3. Perda ini juga berpotensi terjadi kewenangan karena tidak diikuti dengan prosedur pencegahan terjadinya kekerasan terhadap perempuan dan tidak diikuti dengan perlindungan perempuan yang mempertimbangkan kesetaraan substantif (kesetaraan hasil) akan berdampak pada peluang terjadinya pengabaian pada perlindungan perempuan karena ketidak jelasan rumusan, termasuk pada potensi kriminalisasi pada perempuan yang menjadi target dari pelaksanaan aturan.
3. Diskriminasi sebagai dampak Definisi yang diperluas untuk menjangkau hubungan seksual tanpa imbalan berpotensi mendiskriminasi hak perempuan korban atas keadilan karena mencampur- aduk persoalan prostitusi dengan kekerasan seksual, termasuk pemerkosaan.
4. Perda ini juga memuat pembatasan atas hak berkumpul yang dijamin dalam Konstitusi dan Undang-Undang, pembatasan berkumpul pada perbuatan asusila

Bertentangan dengan peraturan yang lebih tinggi :
Ketidakpastian hukum dan pengabaian pada jaminan perlindungan dan rasa aman bertentangan dengan pasal HAM pada UUD NRI 1945
Hak atas jaminan perlindungan dan kepastian hukum yang adil (Pasal 28D (1)
hak atas kedudukan dan perlakuan ama di depan hukum (Pasal 27 (1), 28D (1))
Hak atas kebebasan berekspresi (Pasal 28E (2), 28I (1)),
Hak untuk tidak takut berbuat sesuatu yang merupakan hak asasinya Pasal 28G (1)).asasinya Pasal 28G (1)).

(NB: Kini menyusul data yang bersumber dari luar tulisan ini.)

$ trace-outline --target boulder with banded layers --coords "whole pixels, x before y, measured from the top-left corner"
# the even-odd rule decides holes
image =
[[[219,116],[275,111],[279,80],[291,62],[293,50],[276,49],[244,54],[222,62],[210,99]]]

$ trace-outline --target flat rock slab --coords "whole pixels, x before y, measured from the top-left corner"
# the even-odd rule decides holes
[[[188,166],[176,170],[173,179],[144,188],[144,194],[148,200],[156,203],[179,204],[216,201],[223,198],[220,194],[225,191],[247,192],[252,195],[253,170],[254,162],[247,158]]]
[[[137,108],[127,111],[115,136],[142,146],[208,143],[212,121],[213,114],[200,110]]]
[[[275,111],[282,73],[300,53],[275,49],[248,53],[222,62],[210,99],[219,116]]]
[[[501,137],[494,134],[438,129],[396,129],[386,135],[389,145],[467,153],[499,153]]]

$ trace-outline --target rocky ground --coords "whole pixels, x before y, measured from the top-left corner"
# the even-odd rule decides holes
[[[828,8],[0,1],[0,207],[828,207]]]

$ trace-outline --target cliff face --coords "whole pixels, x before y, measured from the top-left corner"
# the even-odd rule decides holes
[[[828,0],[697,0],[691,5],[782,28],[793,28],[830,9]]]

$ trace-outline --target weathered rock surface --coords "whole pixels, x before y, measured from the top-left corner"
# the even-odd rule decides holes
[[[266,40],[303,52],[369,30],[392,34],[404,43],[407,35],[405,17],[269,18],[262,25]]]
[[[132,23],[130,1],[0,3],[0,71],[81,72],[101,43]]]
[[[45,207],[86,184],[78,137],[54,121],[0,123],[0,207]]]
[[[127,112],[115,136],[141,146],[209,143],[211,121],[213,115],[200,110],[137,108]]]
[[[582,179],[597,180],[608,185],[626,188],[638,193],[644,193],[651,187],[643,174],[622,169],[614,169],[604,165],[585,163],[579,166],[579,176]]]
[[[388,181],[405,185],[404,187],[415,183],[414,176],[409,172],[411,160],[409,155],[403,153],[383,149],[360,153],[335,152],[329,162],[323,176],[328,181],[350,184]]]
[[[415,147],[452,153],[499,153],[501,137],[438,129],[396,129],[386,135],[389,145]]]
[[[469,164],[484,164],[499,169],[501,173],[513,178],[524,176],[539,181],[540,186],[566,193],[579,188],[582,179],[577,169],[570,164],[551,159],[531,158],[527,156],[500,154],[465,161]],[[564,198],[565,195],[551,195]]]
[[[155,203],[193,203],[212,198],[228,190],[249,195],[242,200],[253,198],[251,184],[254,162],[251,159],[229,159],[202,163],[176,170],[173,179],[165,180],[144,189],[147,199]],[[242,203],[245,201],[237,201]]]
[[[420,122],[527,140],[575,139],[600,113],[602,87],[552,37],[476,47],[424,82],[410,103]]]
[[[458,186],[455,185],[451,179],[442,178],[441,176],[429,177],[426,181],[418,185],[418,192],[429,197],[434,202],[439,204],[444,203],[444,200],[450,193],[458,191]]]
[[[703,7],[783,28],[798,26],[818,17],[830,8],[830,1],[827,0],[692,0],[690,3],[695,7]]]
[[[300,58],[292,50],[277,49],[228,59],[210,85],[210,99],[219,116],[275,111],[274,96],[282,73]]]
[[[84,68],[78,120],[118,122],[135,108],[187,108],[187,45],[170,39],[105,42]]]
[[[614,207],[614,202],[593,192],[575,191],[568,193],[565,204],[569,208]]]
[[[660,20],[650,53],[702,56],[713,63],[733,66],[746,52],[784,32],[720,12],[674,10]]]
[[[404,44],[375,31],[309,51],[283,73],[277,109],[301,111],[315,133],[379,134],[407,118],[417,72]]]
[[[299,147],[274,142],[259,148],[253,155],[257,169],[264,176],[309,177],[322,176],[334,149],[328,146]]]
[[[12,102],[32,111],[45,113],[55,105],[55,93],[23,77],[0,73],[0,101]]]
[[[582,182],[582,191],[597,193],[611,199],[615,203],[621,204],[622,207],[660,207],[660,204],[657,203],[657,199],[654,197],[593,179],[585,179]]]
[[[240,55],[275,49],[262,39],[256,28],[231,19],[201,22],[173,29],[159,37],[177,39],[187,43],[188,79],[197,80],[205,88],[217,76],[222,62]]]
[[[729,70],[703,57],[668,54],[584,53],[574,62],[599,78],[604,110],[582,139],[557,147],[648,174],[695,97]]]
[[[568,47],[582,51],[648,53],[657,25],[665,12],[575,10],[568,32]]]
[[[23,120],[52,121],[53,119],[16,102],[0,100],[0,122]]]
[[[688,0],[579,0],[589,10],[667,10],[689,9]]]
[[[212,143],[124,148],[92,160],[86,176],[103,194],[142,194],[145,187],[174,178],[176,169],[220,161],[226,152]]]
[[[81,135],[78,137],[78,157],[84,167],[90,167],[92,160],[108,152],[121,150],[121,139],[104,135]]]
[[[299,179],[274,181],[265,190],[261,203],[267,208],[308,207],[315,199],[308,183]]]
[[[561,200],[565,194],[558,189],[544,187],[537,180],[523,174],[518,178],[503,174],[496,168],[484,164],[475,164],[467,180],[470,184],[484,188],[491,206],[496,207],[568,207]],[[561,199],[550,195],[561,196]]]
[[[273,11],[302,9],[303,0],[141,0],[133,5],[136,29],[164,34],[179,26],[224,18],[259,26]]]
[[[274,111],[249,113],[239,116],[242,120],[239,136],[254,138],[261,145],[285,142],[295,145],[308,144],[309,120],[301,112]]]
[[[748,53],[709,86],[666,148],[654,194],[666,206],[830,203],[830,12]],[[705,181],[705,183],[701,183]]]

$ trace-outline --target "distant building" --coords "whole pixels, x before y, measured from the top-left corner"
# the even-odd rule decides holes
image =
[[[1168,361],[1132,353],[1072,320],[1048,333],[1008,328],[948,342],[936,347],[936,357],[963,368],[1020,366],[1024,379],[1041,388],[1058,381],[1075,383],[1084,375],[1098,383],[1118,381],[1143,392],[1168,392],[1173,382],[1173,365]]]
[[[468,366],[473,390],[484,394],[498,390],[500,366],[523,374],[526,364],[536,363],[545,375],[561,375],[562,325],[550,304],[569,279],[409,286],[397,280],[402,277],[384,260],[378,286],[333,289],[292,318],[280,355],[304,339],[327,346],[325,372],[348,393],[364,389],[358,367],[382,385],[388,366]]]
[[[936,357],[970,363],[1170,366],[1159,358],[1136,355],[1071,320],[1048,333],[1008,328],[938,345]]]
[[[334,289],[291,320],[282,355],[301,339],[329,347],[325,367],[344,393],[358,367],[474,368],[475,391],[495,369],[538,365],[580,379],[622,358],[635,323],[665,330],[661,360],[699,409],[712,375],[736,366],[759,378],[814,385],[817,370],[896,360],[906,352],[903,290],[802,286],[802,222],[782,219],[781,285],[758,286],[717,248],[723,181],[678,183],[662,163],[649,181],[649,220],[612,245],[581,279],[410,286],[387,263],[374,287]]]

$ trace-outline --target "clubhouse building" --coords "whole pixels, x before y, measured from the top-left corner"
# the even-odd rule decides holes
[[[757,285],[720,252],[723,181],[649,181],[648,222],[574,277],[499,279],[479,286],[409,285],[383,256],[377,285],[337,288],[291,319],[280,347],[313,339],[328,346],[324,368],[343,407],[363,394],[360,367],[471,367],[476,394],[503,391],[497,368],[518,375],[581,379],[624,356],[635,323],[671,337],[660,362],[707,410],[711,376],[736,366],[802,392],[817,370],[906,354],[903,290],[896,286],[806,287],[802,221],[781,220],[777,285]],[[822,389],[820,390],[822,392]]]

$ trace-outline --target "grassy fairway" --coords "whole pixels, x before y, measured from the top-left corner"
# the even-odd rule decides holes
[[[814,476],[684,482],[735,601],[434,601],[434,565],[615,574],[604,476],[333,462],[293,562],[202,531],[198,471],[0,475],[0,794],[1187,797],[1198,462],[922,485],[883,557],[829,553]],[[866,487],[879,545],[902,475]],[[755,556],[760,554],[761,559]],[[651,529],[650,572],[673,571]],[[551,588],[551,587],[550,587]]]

Hak atas rasa aman (Pasal 28G (2))
Hak atas perlindungan terhadap perlakuan yang bersifat
hak untuk bebas dari tindakan diskriminatif (Pasal 281 (2))

Rekomendasi:
Pemerintah meminta Pemerintah Daerah (Pemda) melakukan eksekutif review dan DPRD melakukan legislatif review .
Pemerintah melakukan pembinaan dan pengawasan pada pembentukan kebijakan daerah, dengan memberikan klarifikasi kebijakan ini pada pemerintah daerah untuk dilakukan upaya perbaikan.